Thanks for sharing

No, ma’am. It wasn’t your facial hair. Nor was it your morbid obesity. These things I can look past.

You didn’t hoard any seats, spit, or litter. I’m pretty sure you flashed a Fast Pass and took your seat, not refusing to move to the back of a crowded coach like so many of your fellow riders.

No, your offense was perhaps more egregious: You treated us all, a peaceful bunch of weekday morning 31-Balboa riders, to an exclusive, VIP performance of … your phone conversation with a friend. Loud and clear, thank you.

It was so wonderfully annoying, really, the way you neglected to shield your loud mouth from us. Otherwise we might not have been privy to all those glorious details of your home and social life.

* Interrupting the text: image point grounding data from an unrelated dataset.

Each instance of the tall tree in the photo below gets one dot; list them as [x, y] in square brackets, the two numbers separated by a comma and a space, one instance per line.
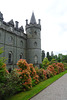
[43, 54]
[48, 56]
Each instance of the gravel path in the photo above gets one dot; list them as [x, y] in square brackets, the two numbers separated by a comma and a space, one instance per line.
[56, 91]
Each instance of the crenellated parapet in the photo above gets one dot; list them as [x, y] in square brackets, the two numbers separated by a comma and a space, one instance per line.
[11, 27]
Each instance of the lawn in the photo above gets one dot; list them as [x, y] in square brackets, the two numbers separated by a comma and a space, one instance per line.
[35, 90]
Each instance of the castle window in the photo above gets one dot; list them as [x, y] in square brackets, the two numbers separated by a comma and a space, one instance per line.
[35, 44]
[21, 43]
[0, 35]
[11, 28]
[10, 39]
[21, 56]
[10, 57]
[35, 59]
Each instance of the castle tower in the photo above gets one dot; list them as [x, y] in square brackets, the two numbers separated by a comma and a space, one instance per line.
[33, 41]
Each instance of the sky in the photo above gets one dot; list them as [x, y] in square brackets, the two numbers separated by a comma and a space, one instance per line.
[53, 15]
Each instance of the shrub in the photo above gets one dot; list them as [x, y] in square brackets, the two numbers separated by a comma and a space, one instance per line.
[41, 73]
[45, 63]
[24, 72]
[49, 73]
[65, 66]
[33, 74]
[51, 68]
[11, 85]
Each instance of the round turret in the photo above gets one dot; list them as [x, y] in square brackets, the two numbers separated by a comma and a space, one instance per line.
[33, 41]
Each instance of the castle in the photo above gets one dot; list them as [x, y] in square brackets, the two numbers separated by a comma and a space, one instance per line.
[19, 45]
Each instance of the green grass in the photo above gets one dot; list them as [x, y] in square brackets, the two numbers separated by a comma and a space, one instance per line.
[35, 90]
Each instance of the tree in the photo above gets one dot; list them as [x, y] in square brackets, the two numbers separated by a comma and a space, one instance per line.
[43, 54]
[48, 56]
[45, 62]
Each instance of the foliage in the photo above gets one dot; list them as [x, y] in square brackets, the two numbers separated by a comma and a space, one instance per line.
[35, 90]
[41, 73]
[65, 66]
[53, 61]
[45, 62]
[24, 72]
[33, 74]
[48, 56]
[11, 85]
[49, 73]
[43, 54]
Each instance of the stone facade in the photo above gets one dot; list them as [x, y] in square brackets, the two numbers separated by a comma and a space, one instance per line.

Unless it’s an emergency, or you can keep it brief and quiet, put your phone away.

– Jeff

Jeff has heard his fair share of excuses.

3 comments

  • tara

    If someone’s getting details about something urgent, such as evening plans or meeting places (and doing it quietly), I don’t care. But I’ve got a similar, also annoying, story of someone who also broke those rules.

    Also on a 31, a woman whipped out her phone and started gossiping about a friend’s love life, and about how she had an annoying day at work, blah blah blah. It was a 7 p.m. with a beverage conversation, not a crowded bus convo, for sure.

    THEN HER BOSS CALLS (and I know this because she tells her friend she has to go because it’s her boss), and proceeds to have an HR conversation about her “integrity” and why she made a decision she did, and why she didn’t tell her boss something.

    My solution is to stare at the person the whole time. If they get testy and wonder what you’re looking at, say you assumed they were putting on a show.

  • Jenny

    The staring NEVER works for me. I think people feel invisible when they’re on the phone.

    Does Muni need a no-cellphone policy? I have a feeling it would be as effective as the no-drink and no-food policy – both unheeded.

    Maybe we should all just be more vocal and tell people to shut up from time to time. My strategy: throw on the headphones.

  • ha! yeah, headphones do the trick — sometimes. but some mouths are so loud and insistent that they’ll supersede your tunes.

    i don’t think we need a no-cellphone policy, though. in a perfect world, i’d chase the issue upstream and simply work on people’s awareness of their surroundings. in this imperfect world, i like the idea of bitching to friends about it … and posting on this site, natch.